Tekoa Da Silva: Yeah, that's a really good question too. Shares outstanding versus fully diluted. A company may have 100 million shares outstanding and if you want to do a calculation of the market capital company or the price for that business, if you and I were to buy that business in full today, if the shares are trading at $1 per share in the open market and there are 100 million shares, we know that the business is priced at $100 million. Now if we run off and start making subsequent calculations using that $100 million as our reference number for the price of the business in terms of what we're paying for what we get without looking at something like outstanding options, outstanding warrants, we, or one, could run the risk of overpaying without realizing it. Because what if behind that 100 million shares outstanding, there are an additional 100 million or 200 million options or warrants that are in the money or close to being in the money.

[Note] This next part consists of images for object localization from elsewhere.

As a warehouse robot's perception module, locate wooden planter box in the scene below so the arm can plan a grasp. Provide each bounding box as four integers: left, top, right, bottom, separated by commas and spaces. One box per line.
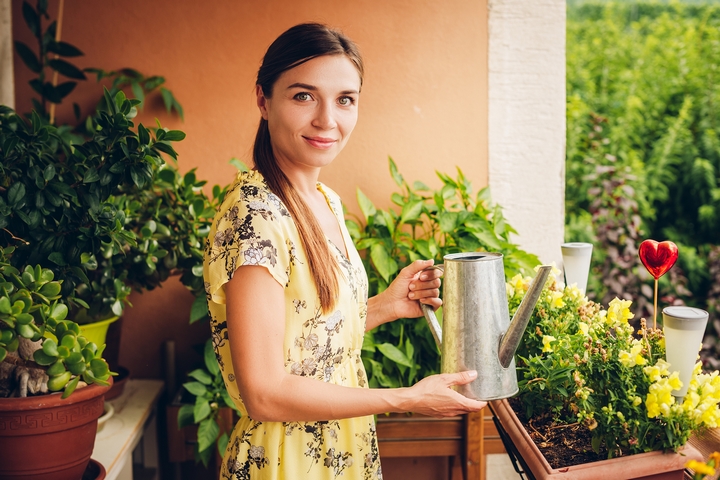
166, 397, 505, 480
377, 409, 505, 480
490, 400, 702, 480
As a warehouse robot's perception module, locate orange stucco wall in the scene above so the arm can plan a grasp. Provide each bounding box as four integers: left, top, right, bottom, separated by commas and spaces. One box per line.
12, 0, 488, 377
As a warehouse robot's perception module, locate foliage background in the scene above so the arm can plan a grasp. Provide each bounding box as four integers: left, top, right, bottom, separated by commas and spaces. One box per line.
565, 1, 720, 368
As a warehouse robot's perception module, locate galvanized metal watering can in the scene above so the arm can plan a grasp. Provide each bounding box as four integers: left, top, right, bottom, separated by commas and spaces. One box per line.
421, 252, 552, 401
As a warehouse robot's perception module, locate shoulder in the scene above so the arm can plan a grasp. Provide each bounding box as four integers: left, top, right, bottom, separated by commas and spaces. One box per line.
318, 182, 343, 215
219, 170, 290, 219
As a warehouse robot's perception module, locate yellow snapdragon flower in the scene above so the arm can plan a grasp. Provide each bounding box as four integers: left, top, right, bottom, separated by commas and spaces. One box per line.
618, 339, 647, 368
548, 291, 565, 308
685, 460, 715, 475
578, 322, 590, 335
543, 335, 557, 352
606, 297, 635, 326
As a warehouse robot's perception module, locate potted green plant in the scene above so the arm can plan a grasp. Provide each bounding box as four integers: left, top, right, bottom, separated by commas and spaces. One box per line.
0, 1, 204, 479
0, 247, 111, 479
492, 276, 720, 479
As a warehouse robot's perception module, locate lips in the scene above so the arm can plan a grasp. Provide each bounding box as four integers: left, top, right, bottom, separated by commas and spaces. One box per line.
303, 137, 337, 150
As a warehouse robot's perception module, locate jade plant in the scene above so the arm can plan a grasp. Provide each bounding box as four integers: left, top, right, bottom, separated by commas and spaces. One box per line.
0, 0, 213, 400
0, 247, 111, 398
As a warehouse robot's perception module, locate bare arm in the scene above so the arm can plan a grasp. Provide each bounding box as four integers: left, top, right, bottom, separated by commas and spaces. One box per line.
226, 266, 485, 421
365, 260, 442, 331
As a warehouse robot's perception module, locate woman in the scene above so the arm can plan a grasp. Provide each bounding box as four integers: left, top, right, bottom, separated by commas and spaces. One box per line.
205, 24, 485, 480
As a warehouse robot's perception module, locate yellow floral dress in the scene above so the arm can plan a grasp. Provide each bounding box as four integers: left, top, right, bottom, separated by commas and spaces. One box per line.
204, 171, 382, 480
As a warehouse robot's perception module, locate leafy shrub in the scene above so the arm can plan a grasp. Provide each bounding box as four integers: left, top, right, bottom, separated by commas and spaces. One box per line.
566, 1, 720, 322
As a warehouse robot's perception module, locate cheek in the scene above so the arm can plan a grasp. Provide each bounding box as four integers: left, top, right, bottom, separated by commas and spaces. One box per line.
338, 110, 358, 135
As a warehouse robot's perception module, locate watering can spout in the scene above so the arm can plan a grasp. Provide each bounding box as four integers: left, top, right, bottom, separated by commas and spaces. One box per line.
420, 252, 552, 401
498, 265, 552, 368
420, 303, 442, 349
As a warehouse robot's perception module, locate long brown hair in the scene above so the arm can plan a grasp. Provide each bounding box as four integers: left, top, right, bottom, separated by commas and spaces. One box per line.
253, 23, 364, 313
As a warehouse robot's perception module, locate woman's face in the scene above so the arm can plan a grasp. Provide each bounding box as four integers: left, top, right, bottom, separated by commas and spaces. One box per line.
256, 55, 360, 173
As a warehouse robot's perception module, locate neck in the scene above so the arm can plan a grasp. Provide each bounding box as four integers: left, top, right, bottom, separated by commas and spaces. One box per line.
276, 159, 320, 197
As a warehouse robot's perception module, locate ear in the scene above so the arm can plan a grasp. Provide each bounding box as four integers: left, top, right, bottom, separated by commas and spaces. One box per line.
255, 85, 268, 120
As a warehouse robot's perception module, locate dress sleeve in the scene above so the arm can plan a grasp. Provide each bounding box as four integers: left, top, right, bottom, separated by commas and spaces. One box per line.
203, 186, 296, 304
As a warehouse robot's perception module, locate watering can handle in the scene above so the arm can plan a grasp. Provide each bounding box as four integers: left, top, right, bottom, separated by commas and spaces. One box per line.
420, 263, 445, 348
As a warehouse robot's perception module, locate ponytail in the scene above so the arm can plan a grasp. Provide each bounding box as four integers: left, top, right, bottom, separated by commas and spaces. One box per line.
253, 119, 341, 314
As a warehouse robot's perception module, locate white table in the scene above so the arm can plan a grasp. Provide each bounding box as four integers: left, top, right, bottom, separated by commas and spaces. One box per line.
92, 379, 163, 480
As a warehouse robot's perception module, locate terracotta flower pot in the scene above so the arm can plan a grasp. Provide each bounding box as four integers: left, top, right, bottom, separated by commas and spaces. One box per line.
491, 400, 702, 480
0, 378, 110, 480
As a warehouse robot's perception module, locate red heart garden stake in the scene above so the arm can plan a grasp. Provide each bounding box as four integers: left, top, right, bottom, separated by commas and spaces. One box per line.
638, 240, 678, 328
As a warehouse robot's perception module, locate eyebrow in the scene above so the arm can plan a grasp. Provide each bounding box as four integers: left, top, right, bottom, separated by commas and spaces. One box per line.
287, 83, 360, 95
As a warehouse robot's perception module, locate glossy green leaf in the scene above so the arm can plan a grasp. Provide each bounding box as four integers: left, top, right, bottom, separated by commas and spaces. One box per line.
193, 398, 214, 424
178, 404, 195, 428
198, 418, 220, 451
183, 382, 207, 397
188, 369, 212, 385
357, 188, 377, 222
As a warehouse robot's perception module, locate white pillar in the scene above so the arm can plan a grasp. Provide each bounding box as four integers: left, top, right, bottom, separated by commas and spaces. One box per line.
488, 0, 566, 266
0, 0, 15, 108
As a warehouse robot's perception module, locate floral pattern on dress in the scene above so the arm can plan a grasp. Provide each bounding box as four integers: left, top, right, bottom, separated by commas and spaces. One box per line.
204, 172, 382, 480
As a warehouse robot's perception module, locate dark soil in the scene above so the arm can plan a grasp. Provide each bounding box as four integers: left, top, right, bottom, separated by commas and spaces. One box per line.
508, 398, 608, 468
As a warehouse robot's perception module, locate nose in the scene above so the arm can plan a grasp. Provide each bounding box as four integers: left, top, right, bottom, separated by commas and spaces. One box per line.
312, 102, 337, 130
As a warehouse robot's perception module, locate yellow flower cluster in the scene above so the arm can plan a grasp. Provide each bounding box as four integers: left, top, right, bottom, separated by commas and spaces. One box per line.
681, 362, 720, 428
643, 358, 682, 418
543, 335, 557, 352
618, 339, 647, 368
605, 297, 635, 330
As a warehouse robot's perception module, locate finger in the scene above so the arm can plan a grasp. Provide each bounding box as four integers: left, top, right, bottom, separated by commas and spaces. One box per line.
410, 274, 442, 290
401, 258, 435, 278
418, 266, 443, 281
420, 297, 442, 310
446, 370, 477, 385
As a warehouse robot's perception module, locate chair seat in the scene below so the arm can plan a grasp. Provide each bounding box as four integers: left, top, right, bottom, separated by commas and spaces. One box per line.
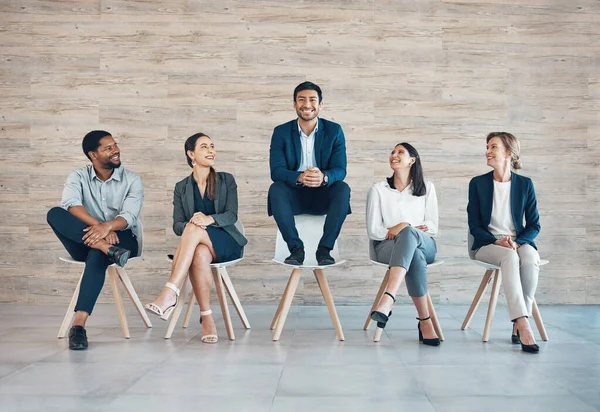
59, 256, 142, 266
369, 259, 445, 268
273, 259, 346, 269
471, 259, 550, 270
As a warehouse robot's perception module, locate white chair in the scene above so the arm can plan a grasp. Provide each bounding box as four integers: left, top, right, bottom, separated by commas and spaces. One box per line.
58, 219, 152, 339
271, 215, 345, 341
165, 220, 250, 340
460, 232, 550, 342
363, 240, 444, 342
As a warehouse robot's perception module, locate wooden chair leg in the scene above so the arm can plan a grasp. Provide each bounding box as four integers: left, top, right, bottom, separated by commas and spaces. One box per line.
165, 278, 190, 339
212, 268, 235, 340
219, 268, 250, 329
373, 327, 383, 342
271, 268, 302, 341
270, 276, 292, 330
533, 299, 548, 341
57, 272, 83, 339
363, 269, 390, 330
481, 269, 502, 342
107, 266, 129, 339
313, 269, 345, 341
115, 267, 152, 328
427, 293, 444, 341
460, 269, 494, 330
183, 287, 196, 328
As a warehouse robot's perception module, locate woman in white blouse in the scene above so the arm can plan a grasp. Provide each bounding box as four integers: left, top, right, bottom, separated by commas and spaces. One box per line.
367, 143, 440, 346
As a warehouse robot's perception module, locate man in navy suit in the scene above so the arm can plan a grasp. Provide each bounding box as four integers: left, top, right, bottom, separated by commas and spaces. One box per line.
268, 82, 350, 266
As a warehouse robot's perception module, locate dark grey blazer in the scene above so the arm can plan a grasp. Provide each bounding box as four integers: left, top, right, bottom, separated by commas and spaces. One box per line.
173, 172, 248, 246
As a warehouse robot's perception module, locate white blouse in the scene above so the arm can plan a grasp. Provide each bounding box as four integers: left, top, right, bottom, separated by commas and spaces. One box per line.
488, 180, 517, 240
367, 180, 438, 240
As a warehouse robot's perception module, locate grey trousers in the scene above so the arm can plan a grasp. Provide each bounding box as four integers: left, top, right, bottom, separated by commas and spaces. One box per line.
475, 244, 540, 320
374, 226, 437, 298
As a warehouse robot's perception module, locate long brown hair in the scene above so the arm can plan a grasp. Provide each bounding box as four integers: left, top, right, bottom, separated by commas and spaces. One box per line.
485, 132, 523, 170
183, 133, 217, 200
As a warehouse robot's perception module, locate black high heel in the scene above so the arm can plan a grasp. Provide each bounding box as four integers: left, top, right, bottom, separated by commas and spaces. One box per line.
417, 316, 440, 346
517, 329, 540, 353
371, 292, 396, 329
510, 322, 521, 345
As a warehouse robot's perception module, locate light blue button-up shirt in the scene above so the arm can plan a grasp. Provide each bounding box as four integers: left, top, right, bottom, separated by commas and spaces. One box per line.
298, 121, 319, 172
61, 165, 144, 239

Depending on the strike price of the stock options and of the warrants. One needs to make a determination as to what they feel is a fully diluted market cap that's appropriate to that situation. They could do a straight technical viewpoint of it and say, "Well there's 200 million warrants outstanding, 100 million common shares. Let's assume that all the warrants are exercised and we'll use a $300 million market cap." A $300 million price for a business obviously is dramatically different than $100 million price. So taking into account stock options, warrants, the exercise price for all the instruments, which are usually published within the annual reports or the minutes, the MD&A, management discussion and analysis documents, is key to coming up with a responsible price for what you're paying for business.

Disclosure: I or members of my family own shares of Novo Resources.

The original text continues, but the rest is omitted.